Le fardeau financier de la garde d’enfants
Au-delà des obstacles culturels, le coût de la garde d’enfants constitue un véritable tueur de carrière. Près de la moitié des participantes (49 %) y consacrent plus de 20 % de leur salaire, et une sur dix y alloue plus de 30 % de ses revenus. Pour beaucoup, la situation devient intenable.
Ce poids financier a des conséquences directes et radicales sur leurs trajectoires : 55 % des mères ont dû réduire leurs heures de travail ou changer d’emploi pour un poste moins exigeant, et 36 % ont été contraintes de quitter complètement la vie active.

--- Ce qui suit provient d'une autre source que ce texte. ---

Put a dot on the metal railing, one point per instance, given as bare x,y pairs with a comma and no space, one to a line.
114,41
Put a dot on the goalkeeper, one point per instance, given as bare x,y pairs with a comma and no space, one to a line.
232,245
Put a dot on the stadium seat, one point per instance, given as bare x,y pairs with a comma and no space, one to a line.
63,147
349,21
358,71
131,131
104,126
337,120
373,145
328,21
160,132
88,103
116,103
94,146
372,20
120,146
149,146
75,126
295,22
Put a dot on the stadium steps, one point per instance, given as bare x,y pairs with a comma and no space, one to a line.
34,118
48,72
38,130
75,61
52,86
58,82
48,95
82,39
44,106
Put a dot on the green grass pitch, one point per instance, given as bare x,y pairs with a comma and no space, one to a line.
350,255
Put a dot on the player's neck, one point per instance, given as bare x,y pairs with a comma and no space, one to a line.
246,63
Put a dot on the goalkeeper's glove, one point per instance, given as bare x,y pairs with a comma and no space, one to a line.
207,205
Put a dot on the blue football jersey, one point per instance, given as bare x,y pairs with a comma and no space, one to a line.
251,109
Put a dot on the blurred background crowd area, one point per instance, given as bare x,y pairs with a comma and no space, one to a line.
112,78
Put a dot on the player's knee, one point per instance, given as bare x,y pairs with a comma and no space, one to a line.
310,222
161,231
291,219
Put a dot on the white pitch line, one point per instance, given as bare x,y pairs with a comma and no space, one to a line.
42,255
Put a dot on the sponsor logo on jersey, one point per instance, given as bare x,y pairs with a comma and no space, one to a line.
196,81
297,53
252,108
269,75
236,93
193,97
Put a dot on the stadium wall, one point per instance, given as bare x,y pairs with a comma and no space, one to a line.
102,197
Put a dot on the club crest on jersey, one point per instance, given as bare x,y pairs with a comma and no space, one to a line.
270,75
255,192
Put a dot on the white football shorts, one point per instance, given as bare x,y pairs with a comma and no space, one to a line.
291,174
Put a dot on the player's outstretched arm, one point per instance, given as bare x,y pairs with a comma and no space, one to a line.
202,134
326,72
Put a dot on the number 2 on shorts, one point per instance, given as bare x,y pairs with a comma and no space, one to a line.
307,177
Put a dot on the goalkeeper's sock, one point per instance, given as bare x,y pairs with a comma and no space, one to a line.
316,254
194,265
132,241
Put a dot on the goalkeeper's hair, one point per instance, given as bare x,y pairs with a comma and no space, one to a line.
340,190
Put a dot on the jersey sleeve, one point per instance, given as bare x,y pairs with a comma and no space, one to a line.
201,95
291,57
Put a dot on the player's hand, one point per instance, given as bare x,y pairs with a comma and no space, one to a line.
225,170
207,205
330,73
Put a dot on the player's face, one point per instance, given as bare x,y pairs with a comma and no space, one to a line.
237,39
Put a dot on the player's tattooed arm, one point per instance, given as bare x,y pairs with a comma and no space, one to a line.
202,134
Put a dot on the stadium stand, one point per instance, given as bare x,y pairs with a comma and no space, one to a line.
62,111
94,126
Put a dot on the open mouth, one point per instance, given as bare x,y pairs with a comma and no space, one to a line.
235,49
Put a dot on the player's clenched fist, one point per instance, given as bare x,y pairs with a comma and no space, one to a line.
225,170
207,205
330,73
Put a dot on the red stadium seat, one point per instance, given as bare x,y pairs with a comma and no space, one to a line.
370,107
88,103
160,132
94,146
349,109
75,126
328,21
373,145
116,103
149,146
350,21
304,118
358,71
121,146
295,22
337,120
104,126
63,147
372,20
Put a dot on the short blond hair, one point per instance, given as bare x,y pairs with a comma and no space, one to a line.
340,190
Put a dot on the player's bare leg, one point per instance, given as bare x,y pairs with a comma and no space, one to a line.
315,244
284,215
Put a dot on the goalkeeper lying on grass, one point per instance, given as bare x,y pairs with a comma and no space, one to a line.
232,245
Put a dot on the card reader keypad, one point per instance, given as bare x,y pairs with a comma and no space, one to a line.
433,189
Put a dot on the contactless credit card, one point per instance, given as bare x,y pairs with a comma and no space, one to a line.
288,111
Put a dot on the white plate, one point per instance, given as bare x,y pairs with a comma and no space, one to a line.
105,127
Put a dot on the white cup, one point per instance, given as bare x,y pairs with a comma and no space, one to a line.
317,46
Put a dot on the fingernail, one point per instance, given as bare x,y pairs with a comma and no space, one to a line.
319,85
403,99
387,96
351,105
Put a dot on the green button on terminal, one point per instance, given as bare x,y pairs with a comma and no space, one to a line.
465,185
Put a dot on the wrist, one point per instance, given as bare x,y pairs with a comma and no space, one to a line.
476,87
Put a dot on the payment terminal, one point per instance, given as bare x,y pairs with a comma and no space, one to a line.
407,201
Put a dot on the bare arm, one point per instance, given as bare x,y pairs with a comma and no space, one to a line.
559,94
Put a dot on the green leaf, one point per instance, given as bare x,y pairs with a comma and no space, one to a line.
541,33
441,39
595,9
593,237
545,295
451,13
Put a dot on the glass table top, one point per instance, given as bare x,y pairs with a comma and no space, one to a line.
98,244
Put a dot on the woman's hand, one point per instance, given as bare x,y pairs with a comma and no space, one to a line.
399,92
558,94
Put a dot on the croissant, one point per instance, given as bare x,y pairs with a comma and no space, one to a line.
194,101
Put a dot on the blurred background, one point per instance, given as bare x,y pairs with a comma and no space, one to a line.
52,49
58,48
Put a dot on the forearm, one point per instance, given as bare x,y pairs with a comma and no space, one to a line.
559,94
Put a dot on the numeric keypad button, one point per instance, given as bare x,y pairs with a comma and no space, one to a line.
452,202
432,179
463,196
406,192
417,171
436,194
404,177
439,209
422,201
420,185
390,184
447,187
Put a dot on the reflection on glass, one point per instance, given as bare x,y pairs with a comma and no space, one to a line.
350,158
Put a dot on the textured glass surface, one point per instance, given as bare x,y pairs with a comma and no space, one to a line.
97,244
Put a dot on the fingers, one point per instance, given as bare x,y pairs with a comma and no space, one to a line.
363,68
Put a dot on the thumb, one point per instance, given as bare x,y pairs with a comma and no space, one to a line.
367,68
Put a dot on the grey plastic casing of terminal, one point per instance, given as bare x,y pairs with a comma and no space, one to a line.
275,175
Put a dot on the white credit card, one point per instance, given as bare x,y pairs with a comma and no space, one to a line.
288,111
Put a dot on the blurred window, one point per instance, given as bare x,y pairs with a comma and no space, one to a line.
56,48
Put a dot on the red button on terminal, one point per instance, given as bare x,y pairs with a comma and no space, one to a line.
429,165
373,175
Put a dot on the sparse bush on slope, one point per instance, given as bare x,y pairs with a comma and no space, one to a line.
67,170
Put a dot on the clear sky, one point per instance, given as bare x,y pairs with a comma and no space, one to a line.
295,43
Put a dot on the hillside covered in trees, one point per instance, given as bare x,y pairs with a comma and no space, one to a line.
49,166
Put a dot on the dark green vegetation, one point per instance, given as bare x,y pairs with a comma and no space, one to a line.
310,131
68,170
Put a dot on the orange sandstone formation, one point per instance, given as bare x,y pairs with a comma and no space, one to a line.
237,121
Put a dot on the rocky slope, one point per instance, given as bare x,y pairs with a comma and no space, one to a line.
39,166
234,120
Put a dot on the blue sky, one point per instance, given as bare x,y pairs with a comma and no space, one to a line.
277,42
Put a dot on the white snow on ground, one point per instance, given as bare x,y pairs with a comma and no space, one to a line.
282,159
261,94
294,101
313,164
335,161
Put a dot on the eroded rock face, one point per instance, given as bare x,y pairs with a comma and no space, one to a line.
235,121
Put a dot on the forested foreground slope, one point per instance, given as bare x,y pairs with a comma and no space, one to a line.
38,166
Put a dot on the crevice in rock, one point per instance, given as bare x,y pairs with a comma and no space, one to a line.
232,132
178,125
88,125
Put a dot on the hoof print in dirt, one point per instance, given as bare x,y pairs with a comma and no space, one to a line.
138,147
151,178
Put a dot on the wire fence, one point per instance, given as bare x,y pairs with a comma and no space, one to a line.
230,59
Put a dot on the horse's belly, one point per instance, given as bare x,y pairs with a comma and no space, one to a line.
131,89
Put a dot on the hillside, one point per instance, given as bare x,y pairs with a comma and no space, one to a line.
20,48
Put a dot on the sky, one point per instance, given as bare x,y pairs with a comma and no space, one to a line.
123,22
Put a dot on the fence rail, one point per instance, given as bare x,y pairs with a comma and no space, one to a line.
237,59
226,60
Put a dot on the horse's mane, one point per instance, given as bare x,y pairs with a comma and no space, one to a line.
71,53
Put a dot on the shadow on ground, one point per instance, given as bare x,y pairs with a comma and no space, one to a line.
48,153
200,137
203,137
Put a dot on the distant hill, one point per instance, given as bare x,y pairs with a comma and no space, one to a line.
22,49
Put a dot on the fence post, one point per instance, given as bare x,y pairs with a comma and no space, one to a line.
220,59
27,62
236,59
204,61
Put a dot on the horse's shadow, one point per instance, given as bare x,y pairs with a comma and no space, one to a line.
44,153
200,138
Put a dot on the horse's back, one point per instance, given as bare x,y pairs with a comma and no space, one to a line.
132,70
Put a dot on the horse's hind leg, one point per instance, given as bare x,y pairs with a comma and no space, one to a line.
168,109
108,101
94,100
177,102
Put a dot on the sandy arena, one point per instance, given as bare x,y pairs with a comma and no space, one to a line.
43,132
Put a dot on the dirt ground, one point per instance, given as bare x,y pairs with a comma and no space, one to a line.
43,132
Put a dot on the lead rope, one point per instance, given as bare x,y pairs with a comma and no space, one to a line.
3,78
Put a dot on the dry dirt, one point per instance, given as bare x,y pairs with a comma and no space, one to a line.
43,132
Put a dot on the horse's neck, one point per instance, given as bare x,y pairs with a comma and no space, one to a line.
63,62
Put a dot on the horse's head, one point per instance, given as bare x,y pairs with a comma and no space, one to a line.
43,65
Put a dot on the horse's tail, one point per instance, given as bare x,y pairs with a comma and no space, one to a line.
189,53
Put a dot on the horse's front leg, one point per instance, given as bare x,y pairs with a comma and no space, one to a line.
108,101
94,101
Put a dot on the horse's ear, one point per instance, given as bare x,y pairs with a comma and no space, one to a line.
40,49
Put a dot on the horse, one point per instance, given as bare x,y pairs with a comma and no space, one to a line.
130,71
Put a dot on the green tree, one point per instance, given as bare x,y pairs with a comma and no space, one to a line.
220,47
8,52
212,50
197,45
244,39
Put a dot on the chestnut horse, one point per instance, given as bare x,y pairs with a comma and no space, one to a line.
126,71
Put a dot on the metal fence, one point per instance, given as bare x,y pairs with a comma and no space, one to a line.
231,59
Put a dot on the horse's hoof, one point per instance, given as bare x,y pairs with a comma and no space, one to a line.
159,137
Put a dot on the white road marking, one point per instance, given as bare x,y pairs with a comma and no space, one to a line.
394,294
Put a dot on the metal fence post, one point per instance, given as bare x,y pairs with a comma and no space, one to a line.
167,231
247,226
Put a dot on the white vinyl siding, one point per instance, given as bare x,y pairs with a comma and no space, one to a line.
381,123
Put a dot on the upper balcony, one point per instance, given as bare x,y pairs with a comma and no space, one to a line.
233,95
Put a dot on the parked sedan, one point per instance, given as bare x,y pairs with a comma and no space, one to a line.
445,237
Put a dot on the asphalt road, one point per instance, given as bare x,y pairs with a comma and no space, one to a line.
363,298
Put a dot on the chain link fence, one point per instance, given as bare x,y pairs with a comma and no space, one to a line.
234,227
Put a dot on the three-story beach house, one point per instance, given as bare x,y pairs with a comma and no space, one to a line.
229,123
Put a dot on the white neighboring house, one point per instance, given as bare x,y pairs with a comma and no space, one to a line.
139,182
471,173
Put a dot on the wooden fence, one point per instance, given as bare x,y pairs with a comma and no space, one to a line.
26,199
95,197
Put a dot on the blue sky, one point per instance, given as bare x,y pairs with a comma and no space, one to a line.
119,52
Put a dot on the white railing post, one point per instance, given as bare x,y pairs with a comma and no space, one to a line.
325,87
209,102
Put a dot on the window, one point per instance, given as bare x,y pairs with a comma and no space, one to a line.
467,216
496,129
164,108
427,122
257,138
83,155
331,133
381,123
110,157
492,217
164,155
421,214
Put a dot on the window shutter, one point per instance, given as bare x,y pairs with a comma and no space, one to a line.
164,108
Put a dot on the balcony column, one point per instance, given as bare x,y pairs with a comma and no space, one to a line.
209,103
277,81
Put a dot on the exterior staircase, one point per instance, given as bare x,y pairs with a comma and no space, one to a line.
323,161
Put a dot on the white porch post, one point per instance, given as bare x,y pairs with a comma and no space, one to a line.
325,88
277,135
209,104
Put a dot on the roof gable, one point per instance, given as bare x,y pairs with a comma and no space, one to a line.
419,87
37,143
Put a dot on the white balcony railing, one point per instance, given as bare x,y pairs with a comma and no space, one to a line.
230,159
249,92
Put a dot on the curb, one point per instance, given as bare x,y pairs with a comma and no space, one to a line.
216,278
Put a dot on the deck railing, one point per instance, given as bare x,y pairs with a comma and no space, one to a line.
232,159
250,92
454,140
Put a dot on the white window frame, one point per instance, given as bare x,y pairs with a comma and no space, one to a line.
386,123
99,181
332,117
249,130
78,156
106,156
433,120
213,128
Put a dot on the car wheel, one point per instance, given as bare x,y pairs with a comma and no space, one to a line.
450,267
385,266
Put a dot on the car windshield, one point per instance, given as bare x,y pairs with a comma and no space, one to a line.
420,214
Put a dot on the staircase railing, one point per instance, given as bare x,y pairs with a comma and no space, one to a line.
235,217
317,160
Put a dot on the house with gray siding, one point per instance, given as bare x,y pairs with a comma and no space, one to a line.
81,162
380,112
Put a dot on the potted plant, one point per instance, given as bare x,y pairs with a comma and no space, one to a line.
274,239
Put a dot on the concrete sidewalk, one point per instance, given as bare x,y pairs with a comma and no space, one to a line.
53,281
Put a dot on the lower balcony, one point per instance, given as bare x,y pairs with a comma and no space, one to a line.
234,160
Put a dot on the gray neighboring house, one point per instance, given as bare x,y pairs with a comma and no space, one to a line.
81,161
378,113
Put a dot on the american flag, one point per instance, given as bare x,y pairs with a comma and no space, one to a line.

Seules 9 % affirment que ces coûts n’ont eu aucun impact sur leurs choix professionnels.
Flexibilité et changement de culture : les solutions plébiscitées
Face à ce tableau, les mères actives expriment des demandes claires pour un environnement de travail plus sain. Elles plébiscitent en priorité des horaires plus flexibles et des options de télétravail (74 %), un soutien financier pour la garde d’enfants (60 %), un changement de culture pour réduire les préjugés (55 %) et des politiques de congé parental plus solides (54 %).
« Les mères actives ne sont pas seulement jugées sur la qualité de leur travail, mais aussi simplement pour le fait d’être mères. Ce système ne fonctionne pas. Nous devons cesser de pénaliser les mères parce qu’elles ont des familles et commencer à créer des environnements de travail qui les soutiennent, avec plus de flexibilité, d’équité et de vraies opportunités », explique Toni Frana, experte en carrière chez LiveCareer.